Questo sistema di doveri e di diritti si è affermato faticosamente nella lotta
illuministica contro gli arcana imperii, la teoria della necessaria opacità del
potere; ed è sfidato da quanti sostengono che in politica non esiste normalità
che non sia esposta all´eccezione, né legalità che possa prescindere dalla
discrezionalità del potere; o da chi ritiene che la rappresentanza sia soltanto
una autorappresentazione unilaterale del potere. Anche se alcune di queste
obiezioni possono far dubitare che la democrazia sia più un ideale che una
realtà, è un ideale, in ogni caso, dal quale non si può prescindere.
Ma oggi, nel nostro
Paese, quelle due tendenze centrali della politica democratica moderna non sono
sfidate da critiche profonde, da interrogativi filosofici radicali. In
Italia la legalità è sempre più debole solo perché è sistematicamente elusa e
violata, perché è sempre meno voluta, sempre più apertamente rifiutata.

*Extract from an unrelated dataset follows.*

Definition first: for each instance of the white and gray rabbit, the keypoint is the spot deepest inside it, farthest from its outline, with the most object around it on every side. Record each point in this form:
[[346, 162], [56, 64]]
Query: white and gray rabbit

Perché – a partire da alcuni dei piani alti della politica – è maggioritario il
messaggio cinico del free rider, del libero battitore, di chi vuole massimizzare
il proprio interesse privato senza rispettare le regole, di chi satura con il
proprio ‘particolare´ la scena pubblica. E´ questa la questione morale,
che è la radice della questione legale: un numero sempre maggiore di cittadini è
convinto che non esista un dovere del singolo – dell´uomo di potere prima degli
altri – a comportarsi in modo regolato verso la collettività.

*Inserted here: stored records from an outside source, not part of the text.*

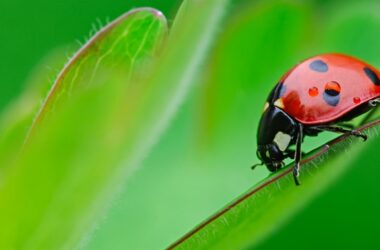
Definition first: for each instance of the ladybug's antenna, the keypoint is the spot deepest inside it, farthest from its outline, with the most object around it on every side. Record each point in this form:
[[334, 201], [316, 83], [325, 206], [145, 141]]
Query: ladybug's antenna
[[258, 164]]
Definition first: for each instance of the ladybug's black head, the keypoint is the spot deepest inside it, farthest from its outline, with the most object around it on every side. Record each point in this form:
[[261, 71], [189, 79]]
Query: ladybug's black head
[[277, 131]]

La tendenza alla rappresentazione, poi, è distorta nel nostro Paese da una
politica di fonte governativa – resa possibile dal controllo quasi totale dei
media – di illusionismo se non di manipolazione, la cui finalità sembra essere
la produzione di una fiction, di un discorso pubblico ufficiale con il quale i
cittadini non hanno un rapporto attivo e critico, ma solo passivo. E´ qui la
radice della menzogna politica che – come scrisse Hannah Arendt quando si scoprì
il modo con cui il potere americano aveva mentito al popolo per giustificare la
guerra in Vietnam – non è solo dire bugie oggettive ma è costruire, attraverso
il potere, un mondo fittizio, in cui i cittadini non possono esercitare il
diritto di fare domande, di avere risposte. Non c´è bisogno che questo discorso
assuma le modalità spietate dei totalitarismi novecenteschi (chi non ricorda
1984 di Orwell?): la menzogna può anche consistere nell´elargire
unilateralmente un edificante mondo di favola a platee di cittadini ridotti a
spettatori; e può anche consistere nel non rispondere alle domande.

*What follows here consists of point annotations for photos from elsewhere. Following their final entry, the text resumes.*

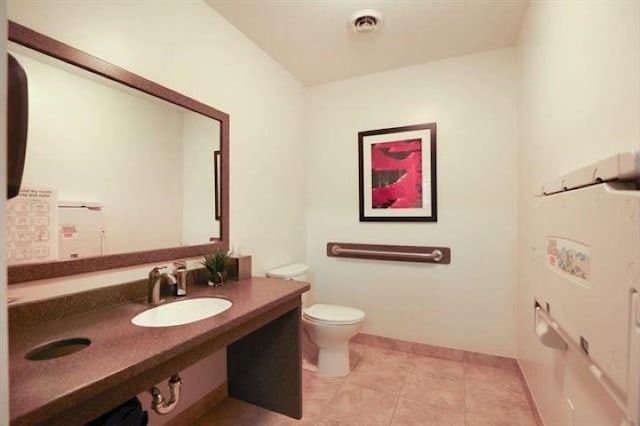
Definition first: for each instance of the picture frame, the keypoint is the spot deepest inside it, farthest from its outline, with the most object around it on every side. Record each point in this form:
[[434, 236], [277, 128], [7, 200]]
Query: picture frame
[[397, 174]]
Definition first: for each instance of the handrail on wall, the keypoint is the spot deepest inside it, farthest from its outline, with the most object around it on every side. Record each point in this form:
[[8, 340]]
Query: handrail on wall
[[391, 252]]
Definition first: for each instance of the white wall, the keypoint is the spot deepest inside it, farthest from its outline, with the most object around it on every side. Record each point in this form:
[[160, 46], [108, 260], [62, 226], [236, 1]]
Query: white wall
[[469, 303], [4, 332], [578, 102], [198, 145], [91, 142]]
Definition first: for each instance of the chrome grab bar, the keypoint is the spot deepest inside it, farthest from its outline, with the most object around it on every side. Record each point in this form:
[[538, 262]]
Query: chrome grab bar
[[435, 255]]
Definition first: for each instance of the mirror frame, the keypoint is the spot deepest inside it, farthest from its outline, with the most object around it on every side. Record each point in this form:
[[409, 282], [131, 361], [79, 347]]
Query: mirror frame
[[44, 44]]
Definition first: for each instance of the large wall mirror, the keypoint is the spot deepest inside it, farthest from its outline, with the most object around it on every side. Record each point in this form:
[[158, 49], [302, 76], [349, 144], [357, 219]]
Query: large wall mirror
[[119, 170]]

Perché in politica il contrario della menzogna, la Verità, non è un dato
naturale e incontrovertibile evidente alla ragione, ma è la libera dialettica,
il confronto critico senza riserve.
La ripresa della democrazia italiana dalla sua malattia richiede che finisca il
cinismo di massa indotto dall´alto, e che si ricominci a parlare della pubblica
legalità in termini di inderogabile ‘dover essere´ (appunto, in termini di
moralità politica); e esige una nuova irruzione del diritto di critica – e
del dovere di rispondere – in uno spazio civile pieno di accomodanti
rappresentazioni e di assordanti silenzi. Impresa difficile, ma non disperata: è
noto che i popoli non si lasciano ingannare per sempre.